Pour en arriver là, il faudra d'abord batailler dur et s'adonner à la deuxième passion du chasseur : le craft.

Hunter et contre tous

L'une des particularités de Monster Hunter est que la force du héros dépend en fait de son équipement. Pas de points d'expérience, pas de niveaux. Ce sont les armes et les armures qu'il faudra faire évoluer tout au long de l'aventure. Et pour bénéficier d'un équipement performant, il faut le fabriquer soi-même en trouvant les matériaux nécessaires dans la nature ou sur les cadavres encore tièdes des monstres terrassés. Et évidemment, les objets les plus rares seront aussi les plus difficiles à obtenir. La où ça se complique sérieusement, c'est quand il faut vaincre des monstres déjà puissants, d'une manière particulière. Par exemple, pour augmenter ses chances d'obtenir une corne de Gypceros, il faudra la lui briser durant le combat.

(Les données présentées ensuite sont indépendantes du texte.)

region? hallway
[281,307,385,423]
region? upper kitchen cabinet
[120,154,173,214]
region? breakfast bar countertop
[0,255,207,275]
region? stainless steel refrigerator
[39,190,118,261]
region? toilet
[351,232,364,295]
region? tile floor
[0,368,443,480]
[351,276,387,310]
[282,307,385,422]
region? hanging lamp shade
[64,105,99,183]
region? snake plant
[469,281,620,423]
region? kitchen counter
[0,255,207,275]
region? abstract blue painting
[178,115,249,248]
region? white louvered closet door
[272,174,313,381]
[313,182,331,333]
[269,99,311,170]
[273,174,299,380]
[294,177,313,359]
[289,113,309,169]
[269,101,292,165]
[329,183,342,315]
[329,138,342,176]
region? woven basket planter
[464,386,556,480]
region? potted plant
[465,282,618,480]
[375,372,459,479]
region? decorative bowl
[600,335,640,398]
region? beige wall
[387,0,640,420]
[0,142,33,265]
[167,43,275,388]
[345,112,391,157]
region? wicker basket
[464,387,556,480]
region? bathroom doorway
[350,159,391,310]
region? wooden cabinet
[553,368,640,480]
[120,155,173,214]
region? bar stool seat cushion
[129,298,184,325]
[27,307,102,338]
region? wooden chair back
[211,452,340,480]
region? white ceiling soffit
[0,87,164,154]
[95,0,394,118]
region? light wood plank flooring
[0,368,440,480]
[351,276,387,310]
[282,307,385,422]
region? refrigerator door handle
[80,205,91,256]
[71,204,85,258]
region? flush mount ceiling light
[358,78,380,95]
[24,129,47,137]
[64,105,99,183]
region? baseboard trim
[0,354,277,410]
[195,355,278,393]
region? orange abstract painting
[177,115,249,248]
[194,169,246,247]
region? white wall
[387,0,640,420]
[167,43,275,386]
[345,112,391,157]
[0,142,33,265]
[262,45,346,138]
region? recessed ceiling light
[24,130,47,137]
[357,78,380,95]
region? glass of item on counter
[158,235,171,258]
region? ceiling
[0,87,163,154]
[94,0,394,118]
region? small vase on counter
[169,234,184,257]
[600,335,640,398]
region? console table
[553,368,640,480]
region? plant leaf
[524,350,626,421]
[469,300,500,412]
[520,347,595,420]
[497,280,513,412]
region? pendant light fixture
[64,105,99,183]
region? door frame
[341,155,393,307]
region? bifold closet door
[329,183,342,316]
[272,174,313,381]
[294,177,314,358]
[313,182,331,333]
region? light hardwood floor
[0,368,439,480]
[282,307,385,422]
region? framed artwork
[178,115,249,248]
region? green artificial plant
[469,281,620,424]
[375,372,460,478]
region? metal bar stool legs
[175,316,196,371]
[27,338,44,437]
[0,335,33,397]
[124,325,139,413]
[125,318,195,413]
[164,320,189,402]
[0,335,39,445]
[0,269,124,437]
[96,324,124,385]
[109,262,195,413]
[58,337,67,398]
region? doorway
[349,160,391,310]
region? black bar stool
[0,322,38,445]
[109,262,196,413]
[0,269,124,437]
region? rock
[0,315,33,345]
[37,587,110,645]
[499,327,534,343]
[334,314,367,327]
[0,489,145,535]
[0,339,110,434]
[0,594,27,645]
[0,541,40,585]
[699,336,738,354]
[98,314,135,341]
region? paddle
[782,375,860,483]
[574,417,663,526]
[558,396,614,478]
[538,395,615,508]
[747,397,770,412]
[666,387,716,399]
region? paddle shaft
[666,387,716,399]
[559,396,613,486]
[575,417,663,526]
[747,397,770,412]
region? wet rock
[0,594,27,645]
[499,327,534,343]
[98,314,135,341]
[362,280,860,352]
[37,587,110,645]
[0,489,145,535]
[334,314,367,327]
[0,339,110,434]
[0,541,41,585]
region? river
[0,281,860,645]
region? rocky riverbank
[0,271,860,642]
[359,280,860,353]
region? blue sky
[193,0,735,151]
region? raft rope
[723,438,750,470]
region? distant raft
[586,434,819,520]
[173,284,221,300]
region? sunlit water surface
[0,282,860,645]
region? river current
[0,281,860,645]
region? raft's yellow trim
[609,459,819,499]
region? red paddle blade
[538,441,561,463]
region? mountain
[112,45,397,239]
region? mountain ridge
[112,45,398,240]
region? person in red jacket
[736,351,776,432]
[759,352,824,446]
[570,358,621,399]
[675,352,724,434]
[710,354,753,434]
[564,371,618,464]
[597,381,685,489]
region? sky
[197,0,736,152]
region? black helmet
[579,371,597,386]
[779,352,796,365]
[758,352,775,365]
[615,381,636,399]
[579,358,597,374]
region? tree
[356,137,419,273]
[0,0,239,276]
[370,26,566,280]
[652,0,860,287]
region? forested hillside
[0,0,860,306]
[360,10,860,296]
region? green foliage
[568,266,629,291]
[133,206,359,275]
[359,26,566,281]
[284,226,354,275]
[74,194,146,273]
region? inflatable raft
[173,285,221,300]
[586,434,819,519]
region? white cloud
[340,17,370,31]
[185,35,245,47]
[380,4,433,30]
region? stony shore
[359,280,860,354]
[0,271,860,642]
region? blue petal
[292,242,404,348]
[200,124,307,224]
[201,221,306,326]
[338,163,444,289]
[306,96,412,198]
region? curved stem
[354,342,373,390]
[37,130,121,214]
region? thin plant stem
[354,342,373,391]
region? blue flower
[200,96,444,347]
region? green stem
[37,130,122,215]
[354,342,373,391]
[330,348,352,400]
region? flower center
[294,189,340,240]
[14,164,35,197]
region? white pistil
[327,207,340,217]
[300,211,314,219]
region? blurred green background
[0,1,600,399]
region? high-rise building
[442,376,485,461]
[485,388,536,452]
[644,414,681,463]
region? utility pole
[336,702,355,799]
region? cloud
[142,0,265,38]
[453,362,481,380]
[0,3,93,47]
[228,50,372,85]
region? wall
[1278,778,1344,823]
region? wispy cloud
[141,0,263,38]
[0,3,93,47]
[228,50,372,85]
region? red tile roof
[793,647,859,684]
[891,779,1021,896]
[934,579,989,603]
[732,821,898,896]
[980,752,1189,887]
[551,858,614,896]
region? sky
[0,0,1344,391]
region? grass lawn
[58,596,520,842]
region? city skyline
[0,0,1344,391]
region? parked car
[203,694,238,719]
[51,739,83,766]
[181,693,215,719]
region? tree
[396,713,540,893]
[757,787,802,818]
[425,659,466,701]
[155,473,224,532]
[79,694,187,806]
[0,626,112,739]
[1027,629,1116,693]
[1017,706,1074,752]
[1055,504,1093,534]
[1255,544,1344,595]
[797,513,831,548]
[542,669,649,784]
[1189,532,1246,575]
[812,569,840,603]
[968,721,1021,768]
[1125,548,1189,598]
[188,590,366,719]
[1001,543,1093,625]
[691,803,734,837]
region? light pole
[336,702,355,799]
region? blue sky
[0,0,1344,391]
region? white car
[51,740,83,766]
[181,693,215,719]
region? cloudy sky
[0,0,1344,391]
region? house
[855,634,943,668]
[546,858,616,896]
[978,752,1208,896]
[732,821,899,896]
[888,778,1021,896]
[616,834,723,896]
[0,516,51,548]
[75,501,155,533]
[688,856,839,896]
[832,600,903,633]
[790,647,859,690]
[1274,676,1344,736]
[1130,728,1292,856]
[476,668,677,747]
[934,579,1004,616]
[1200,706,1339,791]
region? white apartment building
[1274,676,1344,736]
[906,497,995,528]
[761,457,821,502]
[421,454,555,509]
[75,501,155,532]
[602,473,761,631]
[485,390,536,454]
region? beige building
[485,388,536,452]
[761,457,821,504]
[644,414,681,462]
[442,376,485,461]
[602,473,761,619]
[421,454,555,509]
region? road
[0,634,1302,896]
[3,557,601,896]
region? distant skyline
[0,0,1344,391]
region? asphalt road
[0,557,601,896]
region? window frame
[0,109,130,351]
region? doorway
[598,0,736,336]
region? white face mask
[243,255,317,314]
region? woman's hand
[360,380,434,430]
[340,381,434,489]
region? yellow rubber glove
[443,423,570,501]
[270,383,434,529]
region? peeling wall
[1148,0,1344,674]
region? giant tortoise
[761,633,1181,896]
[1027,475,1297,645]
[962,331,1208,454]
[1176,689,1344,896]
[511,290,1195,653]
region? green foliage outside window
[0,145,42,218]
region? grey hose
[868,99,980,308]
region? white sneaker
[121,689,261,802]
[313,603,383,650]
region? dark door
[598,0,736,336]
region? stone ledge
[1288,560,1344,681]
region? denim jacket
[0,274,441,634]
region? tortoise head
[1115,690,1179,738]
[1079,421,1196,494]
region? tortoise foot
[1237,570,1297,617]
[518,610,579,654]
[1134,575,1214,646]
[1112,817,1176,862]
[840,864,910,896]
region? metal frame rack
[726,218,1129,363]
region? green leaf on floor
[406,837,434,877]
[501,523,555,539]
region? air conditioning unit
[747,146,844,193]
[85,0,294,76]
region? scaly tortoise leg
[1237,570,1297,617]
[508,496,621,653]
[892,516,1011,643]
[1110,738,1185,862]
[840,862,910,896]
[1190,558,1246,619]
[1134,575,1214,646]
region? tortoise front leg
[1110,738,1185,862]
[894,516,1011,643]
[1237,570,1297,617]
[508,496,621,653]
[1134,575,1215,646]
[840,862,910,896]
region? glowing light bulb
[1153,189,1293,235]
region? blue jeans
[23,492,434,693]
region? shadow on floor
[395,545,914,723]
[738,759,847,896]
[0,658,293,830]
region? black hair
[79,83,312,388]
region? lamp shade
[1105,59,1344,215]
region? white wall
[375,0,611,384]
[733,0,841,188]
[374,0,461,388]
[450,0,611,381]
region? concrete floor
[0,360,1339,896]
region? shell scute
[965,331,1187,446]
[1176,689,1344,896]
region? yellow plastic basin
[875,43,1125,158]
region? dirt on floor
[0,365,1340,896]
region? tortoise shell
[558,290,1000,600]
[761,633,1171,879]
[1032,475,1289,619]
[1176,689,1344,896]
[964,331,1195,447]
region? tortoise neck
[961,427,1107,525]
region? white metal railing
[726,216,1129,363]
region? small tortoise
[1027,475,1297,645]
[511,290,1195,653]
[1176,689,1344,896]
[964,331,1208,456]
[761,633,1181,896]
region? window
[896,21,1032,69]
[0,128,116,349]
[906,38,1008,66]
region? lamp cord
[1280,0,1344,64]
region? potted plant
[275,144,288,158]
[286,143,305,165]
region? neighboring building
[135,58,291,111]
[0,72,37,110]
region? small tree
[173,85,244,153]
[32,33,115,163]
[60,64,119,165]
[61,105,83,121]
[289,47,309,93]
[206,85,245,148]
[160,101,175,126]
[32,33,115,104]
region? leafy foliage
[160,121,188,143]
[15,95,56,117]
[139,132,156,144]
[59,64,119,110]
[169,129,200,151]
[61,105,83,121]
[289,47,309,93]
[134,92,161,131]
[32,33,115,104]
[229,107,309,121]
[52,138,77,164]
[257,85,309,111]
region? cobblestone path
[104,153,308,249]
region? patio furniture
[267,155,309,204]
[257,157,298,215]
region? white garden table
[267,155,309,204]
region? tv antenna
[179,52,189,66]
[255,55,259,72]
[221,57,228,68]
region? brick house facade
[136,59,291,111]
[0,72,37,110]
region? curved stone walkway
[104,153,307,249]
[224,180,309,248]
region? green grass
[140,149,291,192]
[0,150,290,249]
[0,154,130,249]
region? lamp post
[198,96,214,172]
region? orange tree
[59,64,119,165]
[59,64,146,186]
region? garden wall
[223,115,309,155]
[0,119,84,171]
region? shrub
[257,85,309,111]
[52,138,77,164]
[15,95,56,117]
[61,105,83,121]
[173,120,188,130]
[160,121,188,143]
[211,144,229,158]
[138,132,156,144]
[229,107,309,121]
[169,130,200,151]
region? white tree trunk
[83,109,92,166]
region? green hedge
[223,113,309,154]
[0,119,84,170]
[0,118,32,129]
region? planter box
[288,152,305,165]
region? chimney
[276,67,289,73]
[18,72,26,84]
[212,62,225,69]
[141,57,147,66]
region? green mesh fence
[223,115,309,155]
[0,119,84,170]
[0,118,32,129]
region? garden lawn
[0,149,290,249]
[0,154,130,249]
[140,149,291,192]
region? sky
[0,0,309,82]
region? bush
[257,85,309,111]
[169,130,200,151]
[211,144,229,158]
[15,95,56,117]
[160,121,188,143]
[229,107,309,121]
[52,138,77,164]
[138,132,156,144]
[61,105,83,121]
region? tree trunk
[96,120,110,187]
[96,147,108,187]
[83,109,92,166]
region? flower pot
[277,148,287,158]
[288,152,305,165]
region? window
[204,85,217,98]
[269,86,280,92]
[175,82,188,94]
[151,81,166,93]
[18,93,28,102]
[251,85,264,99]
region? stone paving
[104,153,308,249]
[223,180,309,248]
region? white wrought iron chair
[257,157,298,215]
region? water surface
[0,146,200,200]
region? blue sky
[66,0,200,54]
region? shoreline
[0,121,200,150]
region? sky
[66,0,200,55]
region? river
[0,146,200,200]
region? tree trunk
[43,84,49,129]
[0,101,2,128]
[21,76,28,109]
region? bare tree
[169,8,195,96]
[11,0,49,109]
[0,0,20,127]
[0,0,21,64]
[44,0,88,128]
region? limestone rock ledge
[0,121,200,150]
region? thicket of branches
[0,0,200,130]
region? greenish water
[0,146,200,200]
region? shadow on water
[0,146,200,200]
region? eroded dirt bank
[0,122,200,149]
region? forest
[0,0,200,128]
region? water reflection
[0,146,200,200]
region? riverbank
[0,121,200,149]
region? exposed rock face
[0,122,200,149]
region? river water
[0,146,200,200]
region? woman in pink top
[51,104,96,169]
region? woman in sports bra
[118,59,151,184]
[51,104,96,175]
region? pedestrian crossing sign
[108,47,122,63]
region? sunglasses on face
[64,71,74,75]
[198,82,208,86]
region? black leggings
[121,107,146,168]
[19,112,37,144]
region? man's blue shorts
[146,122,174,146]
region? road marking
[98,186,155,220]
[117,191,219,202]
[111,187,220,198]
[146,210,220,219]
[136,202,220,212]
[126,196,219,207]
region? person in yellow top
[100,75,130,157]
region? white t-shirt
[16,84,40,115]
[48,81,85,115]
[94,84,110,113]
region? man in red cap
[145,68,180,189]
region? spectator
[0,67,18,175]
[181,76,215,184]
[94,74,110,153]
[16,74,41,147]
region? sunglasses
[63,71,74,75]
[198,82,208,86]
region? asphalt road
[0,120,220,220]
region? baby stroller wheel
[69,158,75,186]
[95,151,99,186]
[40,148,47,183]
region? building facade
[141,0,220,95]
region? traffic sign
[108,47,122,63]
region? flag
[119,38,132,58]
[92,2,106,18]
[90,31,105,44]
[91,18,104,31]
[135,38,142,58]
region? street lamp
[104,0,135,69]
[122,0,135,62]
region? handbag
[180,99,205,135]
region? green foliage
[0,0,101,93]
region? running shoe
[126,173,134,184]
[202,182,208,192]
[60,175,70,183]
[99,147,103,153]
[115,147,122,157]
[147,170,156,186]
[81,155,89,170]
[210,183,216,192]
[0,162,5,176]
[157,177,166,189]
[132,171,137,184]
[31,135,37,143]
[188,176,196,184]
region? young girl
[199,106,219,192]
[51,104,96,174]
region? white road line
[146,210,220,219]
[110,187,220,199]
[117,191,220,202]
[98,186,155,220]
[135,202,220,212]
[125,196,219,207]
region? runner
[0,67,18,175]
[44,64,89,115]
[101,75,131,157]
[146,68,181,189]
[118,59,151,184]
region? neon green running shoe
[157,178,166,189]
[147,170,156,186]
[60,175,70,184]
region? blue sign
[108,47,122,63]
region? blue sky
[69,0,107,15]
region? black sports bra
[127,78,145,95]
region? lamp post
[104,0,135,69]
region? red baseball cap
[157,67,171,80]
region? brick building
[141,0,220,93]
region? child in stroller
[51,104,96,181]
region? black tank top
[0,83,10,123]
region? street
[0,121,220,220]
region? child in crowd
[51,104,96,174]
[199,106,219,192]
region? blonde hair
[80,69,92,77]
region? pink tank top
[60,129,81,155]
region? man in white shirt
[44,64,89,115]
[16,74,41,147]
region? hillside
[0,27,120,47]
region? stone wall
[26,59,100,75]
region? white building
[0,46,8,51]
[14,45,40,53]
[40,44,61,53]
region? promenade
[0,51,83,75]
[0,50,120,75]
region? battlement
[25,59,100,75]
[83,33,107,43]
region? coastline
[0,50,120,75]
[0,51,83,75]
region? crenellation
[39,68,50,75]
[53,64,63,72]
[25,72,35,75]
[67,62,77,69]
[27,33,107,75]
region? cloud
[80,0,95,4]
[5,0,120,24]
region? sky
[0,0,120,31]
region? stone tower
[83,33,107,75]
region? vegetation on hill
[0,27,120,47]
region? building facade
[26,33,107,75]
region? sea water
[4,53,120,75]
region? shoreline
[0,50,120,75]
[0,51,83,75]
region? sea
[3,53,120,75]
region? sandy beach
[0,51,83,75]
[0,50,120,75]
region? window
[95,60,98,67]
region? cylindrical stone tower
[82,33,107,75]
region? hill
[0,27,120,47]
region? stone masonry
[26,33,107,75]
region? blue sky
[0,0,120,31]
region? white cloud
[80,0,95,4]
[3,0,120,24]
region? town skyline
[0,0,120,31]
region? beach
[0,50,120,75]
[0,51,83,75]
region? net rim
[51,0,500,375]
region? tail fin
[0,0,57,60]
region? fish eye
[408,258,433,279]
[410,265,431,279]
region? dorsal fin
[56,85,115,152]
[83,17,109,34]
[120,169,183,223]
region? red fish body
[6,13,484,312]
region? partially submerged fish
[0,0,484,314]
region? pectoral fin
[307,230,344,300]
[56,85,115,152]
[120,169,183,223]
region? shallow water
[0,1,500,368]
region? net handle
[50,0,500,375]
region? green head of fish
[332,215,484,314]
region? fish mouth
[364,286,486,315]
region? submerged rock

Et forcément ça devient encore plus « drôle » avec, au hasard, un Dragon ancien…

Il en va ainsi pour tous les objets du jeu, à combiner, synthétiser, forger pour se faire un inventaire digne de ce nom. Une tâche qui paraîtra rébarbatives aux habitués des productions où il suffit de dépenser ses deniers dans une échoppe pour récupérer quelques potions. Plus tard dans le jeu, une ferme évolutive permettra de cultiver les matériaux de base nécessaires à la confection d'objets, d'abord rudimentaires, puis de plus en plus complexes. La complexité est d'ailleurs un élément qui reviendra souvent quand on débute. MH4U est un jeu d'une richesse inouï, ce qui constitue aussi son plus grand défaut. Le joueur est en permanence assommé de tutoriaux, d'options à ne plus savoir qu'en faire, si bien qu'il se retrouve noyé sous un flux d'informations permanent. A peine vous a-t-on expliqué comment améliorer l'équipement de vos camarades qu'on vous explique déjà que des talismans peuvent vous octroyer des compétences et des talents spéciaux.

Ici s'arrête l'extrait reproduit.